David Cabán

Personal information
- Date of birth: March 30, 1993 (age 32)
- Place of birth: Chicago, U.S.
- Position: Midfielder

Youth career
- 2007–2009: Chicago Magic
- 2009–2011: Chicago Fire

College career
- Years: Team / Apps / (Gls)
- 2011–2014: Wisconsin Badgers / 75 / (2)

Senior career*
- Years: Team / Apps / (Gls)
- Bridges FC
- 2016: Ånge
- 2017: IFK Åmål
- 2018: Beaumaris SC / 19 / (3)

International career^{‡}
- 2006–2007: United States U14
- 2007–2008: United States U15
- 2007–2008: United States U17
- 2009–2010: United States U18
- 2016: Puerto Rico / 3 / (0)

= David Cabán =

Association football player

David Cabán (born March 30, 1993) is a soccer player who plays as a midfielder.

Born in the United States, he represented Puerto Rico at international level.

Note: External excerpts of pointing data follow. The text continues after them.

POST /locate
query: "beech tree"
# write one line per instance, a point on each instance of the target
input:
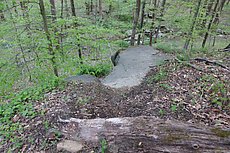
(48, 36)
(193, 25)
(135, 22)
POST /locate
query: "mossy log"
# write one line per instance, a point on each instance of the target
(150, 134)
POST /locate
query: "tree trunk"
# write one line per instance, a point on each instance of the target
(142, 20)
(161, 16)
(91, 6)
(53, 9)
(208, 12)
(193, 25)
(2, 17)
(100, 7)
(50, 44)
(153, 22)
(78, 44)
(149, 135)
(19, 42)
(135, 22)
(210, 24)
(73, 8)
(66, 8)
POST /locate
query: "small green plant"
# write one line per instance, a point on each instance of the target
(83, 101)
(98, 70)
(173, 108)
(166, 86)
(103, 146)
(162, 112)
(20, 106)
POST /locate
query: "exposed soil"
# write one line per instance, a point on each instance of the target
(185, 94)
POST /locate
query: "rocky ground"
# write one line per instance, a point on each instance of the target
(172, 91)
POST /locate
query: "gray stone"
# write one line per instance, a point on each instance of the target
(85, 78)
(69, 145)
(133, 65)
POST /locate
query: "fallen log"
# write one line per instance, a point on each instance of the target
(150, 134)
(211, 62)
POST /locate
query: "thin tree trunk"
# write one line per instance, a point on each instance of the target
(66, 8)
(210, 24)
(161, 16)
(91, 6)
(50, 44)
(142, 20)
(18, 39)
(193, 25)
(135, 22)
(73, 8)
(78, 45)
(153, 22)
(2, 17)
(208, 12)
(53, 10)
(100, 7)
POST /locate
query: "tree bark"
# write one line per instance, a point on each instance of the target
(210, 24)
(50, 44)
(135, 22)
(150, 134)
(66, 8)
(161, 16)
(72, 8)
(193, 25)
(53, 10)
(142, 20)
(153, 22)
(100, 7)
(2, 17)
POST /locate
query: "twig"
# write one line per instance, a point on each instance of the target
(211, 62)
(189, 64)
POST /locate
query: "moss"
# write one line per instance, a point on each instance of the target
(175, 137)
(221, 133)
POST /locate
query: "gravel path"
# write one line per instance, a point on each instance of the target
(133, 65)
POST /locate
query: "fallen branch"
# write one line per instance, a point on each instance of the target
(150, 134)
(211, 62)
(189, 64)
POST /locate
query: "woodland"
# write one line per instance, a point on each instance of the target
(43, 42)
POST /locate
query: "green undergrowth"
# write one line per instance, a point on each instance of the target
(97, 70)
(16, 108)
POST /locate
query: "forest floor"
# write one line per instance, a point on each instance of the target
(196, 92)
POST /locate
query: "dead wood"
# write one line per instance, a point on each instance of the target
(189, 64)
(150, 134)
(211, 62)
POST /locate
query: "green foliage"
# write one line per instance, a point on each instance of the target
(162, 112)
(160, 76)
(21, 106)
(103, 146)
(216, 89)
(166, 86)
(97, 70)
(167, 47)
(173, 108)
(122, 44)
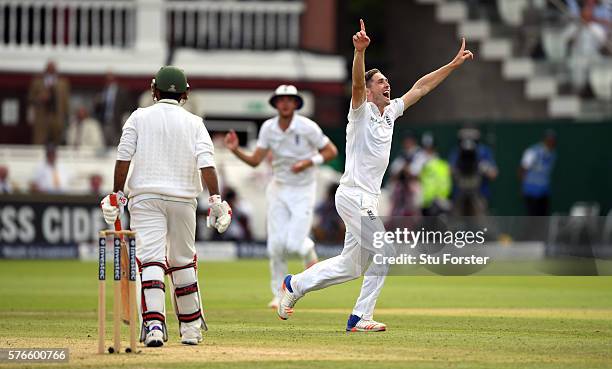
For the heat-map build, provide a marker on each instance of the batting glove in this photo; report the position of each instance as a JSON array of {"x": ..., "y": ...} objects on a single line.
[
  {"x": 219, "y": 214},
  {"x": 111, "y": 212}
]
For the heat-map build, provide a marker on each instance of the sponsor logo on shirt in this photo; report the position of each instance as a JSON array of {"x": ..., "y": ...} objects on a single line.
[{"x": 388, "y": 121}]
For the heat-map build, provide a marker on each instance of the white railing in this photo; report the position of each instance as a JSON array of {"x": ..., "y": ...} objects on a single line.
[
  {"x": 257, "y": 25},
  {"x": 67, "y": 23}
]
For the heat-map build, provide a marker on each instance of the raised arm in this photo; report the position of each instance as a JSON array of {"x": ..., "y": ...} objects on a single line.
[
  {"x": 361, "y": 42},
  {"x": 254, "y": 159},
  {"x": 430, "y": 81}
]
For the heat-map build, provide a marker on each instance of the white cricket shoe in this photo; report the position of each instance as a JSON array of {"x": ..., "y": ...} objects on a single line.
[
  {"x": 155, "y": 336},
  {"x": 191, "y": 335},
  {"x": 273, "y": 304},
  {"x": 356, "y": 324},
  {"x": 287, "y": 300}
]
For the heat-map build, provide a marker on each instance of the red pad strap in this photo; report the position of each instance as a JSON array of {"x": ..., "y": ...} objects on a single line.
[
  {"x": 187, "y": 290},
  {"x": 152, "y": 315},
  {"x": 186, "y": 318},
  {"x": 174, "y": 269},
  {"x": 154, "y": 284}
]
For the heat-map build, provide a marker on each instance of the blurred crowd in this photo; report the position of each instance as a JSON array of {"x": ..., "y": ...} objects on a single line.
[
  {"x": 95, "y": 125},
  {"x": 424, "y": 184},
  {"x": 575, "y": 33}
]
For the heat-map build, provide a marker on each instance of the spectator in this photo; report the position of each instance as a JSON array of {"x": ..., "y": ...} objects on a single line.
[
  {"x": 111, "y": 105},
  {"x": 436, "y": 183},
  {"x": 50, "y": 177},
  {"x": 405, "y": 184},
  {"x": 328, "y": 228},
  {"x": 5, "y": 185},
  {"x": 48, "y": 97},
  {"x": 536, "y": 167},
  {"x": 588, "y": 37},
  {"x": 84, "y": 131},
  {"x": 473, "y": 168},
  {"x": 530, "y": 42},
  {"x": 240, "y": 228}
]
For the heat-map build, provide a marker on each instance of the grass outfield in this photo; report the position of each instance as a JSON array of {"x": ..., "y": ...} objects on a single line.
[{"x": 434, "y": 322}]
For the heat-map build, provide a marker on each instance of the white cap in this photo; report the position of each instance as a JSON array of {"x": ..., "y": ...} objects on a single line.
[{"x": 286, "y": 90}]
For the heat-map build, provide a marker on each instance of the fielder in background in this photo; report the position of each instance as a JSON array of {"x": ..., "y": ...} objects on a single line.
[
  {"x": 172, "y": 154},
  {"x": 369, "y": 132},
  {"x": 298, "y": 145}
]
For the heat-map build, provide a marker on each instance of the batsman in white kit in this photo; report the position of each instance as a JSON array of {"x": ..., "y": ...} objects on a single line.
[
  {"x": 371, "y": 119},
  {"x": 297, "y": 145},
  {"x": 171, "y": 154}
]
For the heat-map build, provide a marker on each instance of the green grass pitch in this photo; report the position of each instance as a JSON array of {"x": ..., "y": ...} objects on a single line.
[{"x": 434, "y": 322}]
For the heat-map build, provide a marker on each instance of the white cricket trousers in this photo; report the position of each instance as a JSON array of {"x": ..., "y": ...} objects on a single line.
[
  {"x": 290, "y": 211},
  {"x": 358, "y": 210},
  {"x": 165, "y": 229}
]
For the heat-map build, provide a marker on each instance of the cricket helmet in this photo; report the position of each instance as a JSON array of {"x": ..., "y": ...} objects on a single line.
[{"x": 171, "y": 79}]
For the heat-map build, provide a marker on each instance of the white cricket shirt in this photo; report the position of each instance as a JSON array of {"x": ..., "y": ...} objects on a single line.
[
  {"x": 301, "y": 140},
  {"x": 368, "y": 144},
  {"x": 167, "y": 146}
]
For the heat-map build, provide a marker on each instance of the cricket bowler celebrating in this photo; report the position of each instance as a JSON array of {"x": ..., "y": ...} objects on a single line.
[
  {"x": 297, "y": 145},
  {"x": 368, "y": 143},
  {"x": 171, "y": 154}
]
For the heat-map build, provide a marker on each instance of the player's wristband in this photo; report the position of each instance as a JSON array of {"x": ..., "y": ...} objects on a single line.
[{"x": 317, "y": 159}]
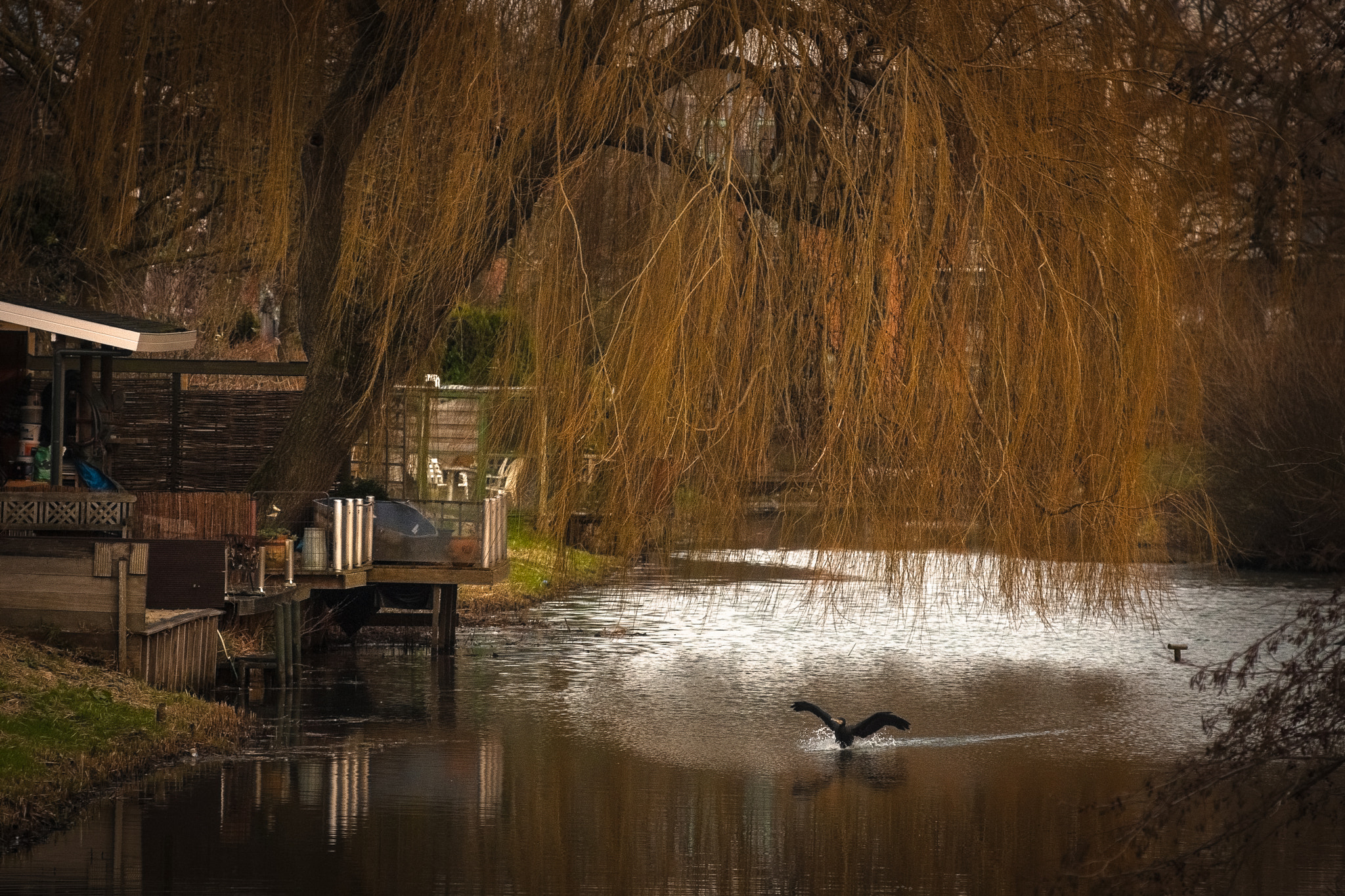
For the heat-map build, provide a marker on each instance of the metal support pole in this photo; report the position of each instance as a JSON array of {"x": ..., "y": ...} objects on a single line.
[{"x": 58, "y": 410}]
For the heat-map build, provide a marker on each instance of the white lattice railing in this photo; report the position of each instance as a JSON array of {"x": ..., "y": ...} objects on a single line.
[{"x": 70, "y": 511}]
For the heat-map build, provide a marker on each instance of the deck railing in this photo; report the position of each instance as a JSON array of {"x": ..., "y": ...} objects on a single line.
[{"x": 66, "y": 511}]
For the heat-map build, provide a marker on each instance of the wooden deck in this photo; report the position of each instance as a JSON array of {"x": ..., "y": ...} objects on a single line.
[{"x": 181, "y": 649}]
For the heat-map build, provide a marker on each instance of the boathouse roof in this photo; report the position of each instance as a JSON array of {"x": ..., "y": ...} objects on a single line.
[{"x": 99, "y": 327}]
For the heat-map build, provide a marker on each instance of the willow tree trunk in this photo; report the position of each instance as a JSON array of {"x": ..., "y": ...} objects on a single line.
[{"x": 341, "y": 366}]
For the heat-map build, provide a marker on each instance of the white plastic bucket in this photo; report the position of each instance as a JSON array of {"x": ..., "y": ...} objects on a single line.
[{"x": 315, "y": 548}]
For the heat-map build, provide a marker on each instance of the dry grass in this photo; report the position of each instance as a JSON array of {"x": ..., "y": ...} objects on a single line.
[{"x": 68, "y": 729}]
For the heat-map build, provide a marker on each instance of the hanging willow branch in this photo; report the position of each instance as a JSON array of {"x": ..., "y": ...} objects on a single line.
[{"x": 910, "y": 261}]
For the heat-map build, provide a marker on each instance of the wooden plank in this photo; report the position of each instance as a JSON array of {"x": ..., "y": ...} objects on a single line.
[
  {"x": 69, "y": 622},
  {"x": 105, "y": 557},
  {"x": 81, "y": 498},
  {"x": 431, "y": 574},
  {"x": 57, "y": 591},
  {"x": 47, "y": 566},
  {"x": 141, "y": 558},
  {"x": 163, "y": 620},
  {"x": 32, "y": 547},
  {"x": 401, "y": 620},
  {"x": 346, "y": 580},
  {"x": 42, "y": 363}
]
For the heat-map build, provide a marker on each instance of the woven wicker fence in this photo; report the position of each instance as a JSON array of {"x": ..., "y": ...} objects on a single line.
[
  {"x": 192, "y": 515},
  {"x": 219, "y": 438}
]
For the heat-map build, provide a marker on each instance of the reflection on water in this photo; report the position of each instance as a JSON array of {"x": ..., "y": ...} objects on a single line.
[{"x": 667, "y": 759}]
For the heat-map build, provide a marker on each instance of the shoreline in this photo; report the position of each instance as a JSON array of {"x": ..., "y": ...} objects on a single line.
[{"x": 70, "y": 730}]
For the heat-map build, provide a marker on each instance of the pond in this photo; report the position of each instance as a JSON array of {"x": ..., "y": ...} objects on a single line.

==Early and personal life==
Cabán was born in Chicago, United States.

==Club career==
Cabán played youth football for the Chicago Magic and the Chicago Fire, and college soccer with the Wisconsin Badgers from 2011 to 2014. He later played for Bridges FC before turning professional with Swedish club Ånge in July 2016.

He was also with Swedish side IFK Åmål in 2017.

He joined Australian club Beaumaris SC in 2018.

==International career==
He represented the United States at youth international level, from under-14 to under-18.

He earned three caps for Puerto Rico in 2016.